Regsvr32: What It Is & How to Register DLLs

How to Register & Unregister a DLL File With Regsvr32.exe

Man standing in front of lockers holding a sheet of paper
Glowimages / Getty Images

Regsvr32 is a command-line tool in Windows that stands for Microsoft Register Server. It's used to register and unregister Object Linking and Embedding (OLE) controls like .DLL files and ActiveX Control .OCX files.

When regsvr32 registers a DLL file, information about its associated program files is added to the Windows Registry. It's those references that other programs can access the registry to understand where the program data is and how to interact with it.

You may need to register a DLL file if you're seeing a DLL error on your computer. I explain how to do that below.

How to Register and Unregister a DLL File

If the references in the Windows Registry that refer to the DLL file are somehow removed or corrupted, programs that need to use that DLL file may stop working. It's when this association with the registry is broken that a DLL file should be registered.

Registering a DLL file is typically accomplished by reinstalling the program that registered it in the first place. Sometimes, however, you may have to register the DLL file yourself manually, via the Command Prompt.

Tip: See How To Open Command Prompt if you're not sure how to find it.

This is the correct way to structure a regsvr32 command:

regsvr32 [/u] [/n] [/i[:cmdline]] <dllname>

For example, you'd enter this first command to register a DLL file named myfile.dll, or the second to unregister it:

regsvr32 myfile.dll
regsvr32 /u myfile.dll

Other parameters you can use with regsvr32 can be seen on Microsoft's TechNet Regsvr32 page.

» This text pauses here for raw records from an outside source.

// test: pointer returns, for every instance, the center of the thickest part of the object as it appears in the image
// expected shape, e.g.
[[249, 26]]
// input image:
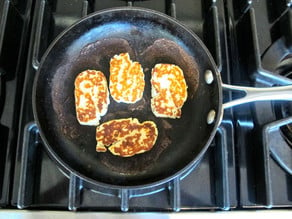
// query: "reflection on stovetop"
[[40, 183], [263, 34]]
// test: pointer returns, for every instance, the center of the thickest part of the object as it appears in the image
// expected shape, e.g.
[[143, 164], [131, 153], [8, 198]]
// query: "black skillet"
[[149, 37]]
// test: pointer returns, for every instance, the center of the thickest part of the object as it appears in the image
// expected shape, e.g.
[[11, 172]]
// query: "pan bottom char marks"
[[126, 137], [162, 50]]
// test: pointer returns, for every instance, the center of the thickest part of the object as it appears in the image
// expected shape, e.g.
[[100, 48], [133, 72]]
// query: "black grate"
[[40, 184]]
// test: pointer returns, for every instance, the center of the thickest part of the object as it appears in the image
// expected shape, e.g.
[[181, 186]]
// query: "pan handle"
[[253, 94]]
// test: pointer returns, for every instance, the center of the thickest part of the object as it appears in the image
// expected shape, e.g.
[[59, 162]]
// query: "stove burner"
[[284, 109]]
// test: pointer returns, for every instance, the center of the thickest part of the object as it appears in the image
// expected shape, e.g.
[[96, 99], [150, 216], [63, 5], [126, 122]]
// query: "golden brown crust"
[[91, 97], [169, 90], [126, 137], [126, 79]]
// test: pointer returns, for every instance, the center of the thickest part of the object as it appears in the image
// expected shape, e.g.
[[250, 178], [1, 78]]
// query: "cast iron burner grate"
[[40, 184]]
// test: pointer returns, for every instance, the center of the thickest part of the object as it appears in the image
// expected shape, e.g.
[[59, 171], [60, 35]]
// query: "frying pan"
[[149, 37]]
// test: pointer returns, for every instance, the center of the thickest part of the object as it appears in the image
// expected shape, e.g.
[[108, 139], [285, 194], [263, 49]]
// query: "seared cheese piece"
[[126, 137], [168, 91], [91, 97], [126, 79]]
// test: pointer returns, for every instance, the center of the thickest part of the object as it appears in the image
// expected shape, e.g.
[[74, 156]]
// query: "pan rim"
[[65, 165]]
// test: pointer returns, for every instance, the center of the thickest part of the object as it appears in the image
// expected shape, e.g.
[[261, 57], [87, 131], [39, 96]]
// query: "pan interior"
[[149, 38]]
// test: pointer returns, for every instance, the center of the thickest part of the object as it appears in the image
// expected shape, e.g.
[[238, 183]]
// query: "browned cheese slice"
[[126, 137], [126, 79], [91, 97], [168, 91]]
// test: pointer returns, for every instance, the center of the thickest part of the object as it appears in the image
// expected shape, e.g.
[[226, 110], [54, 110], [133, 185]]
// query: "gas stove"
[[247, 166]]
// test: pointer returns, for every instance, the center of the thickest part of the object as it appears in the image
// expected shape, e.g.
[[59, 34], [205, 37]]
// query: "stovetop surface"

Note: Not all DLLs can be registered by just entering the command above into a Command Prompt. You might need to first close down the service or program that's using the file.

How to Fix Common Regsvr32 Errors

Here's one error you might see when trying to register a DLL file:

The module <DLL file> was loaded but the call to DllRegisterServer failed with error code 0x80070005.

This is typically a permission issue. If running an elevated Command Prompt still doesn't let you register the DLL file, the file itself might be blocked. Check the Security section of the General tab in the file's Properties window.

Another possible issue could be that you don't have the correct permissions to use the file.

A similar error message is worded like the one below. This error typically means that the DLL is not being used as a COM DLL for any application on the computer, which means there is no need to register it.

The module <DLL file> was loaded but the entry-point DllRegisterServer was not found.

Here's another regsvr32 error message:

The module <DLL file> failed to load. Make sure the binary is stored at the specified path or debug it to check for problems with the binary or dependent .DLL files.

That particular error might be due to a missing dependency, in which case you can use the Dependency Walker tool to see a list of all the dependencies that the DLL file requires - one may be missing that you need to have in order for the DLL to register correctly.

Also, make sure that the path to the DLL file is spelled right. The syntax of the command is very important; an error may be thrown if it's not entered correctly. Some DLL files may need to have their location surrounded in quotes like "C:\Users\Admin User\Programs\myfile.dll".

See the "Regsvr32 Error Messages" section of this Microsoft Support article for some other error messages and explanations for what's causing them.

Where is Regsvr32.exe Stored?

32-bit versions of Windows (XP and newer) add the Microsoft Register Server tool to the %systemroot%\System32\ folder when Windows is first installed.

64-bit versions of Windows store the regsvr32.exe file not only there but also in %systemroot%\SysWoW64\.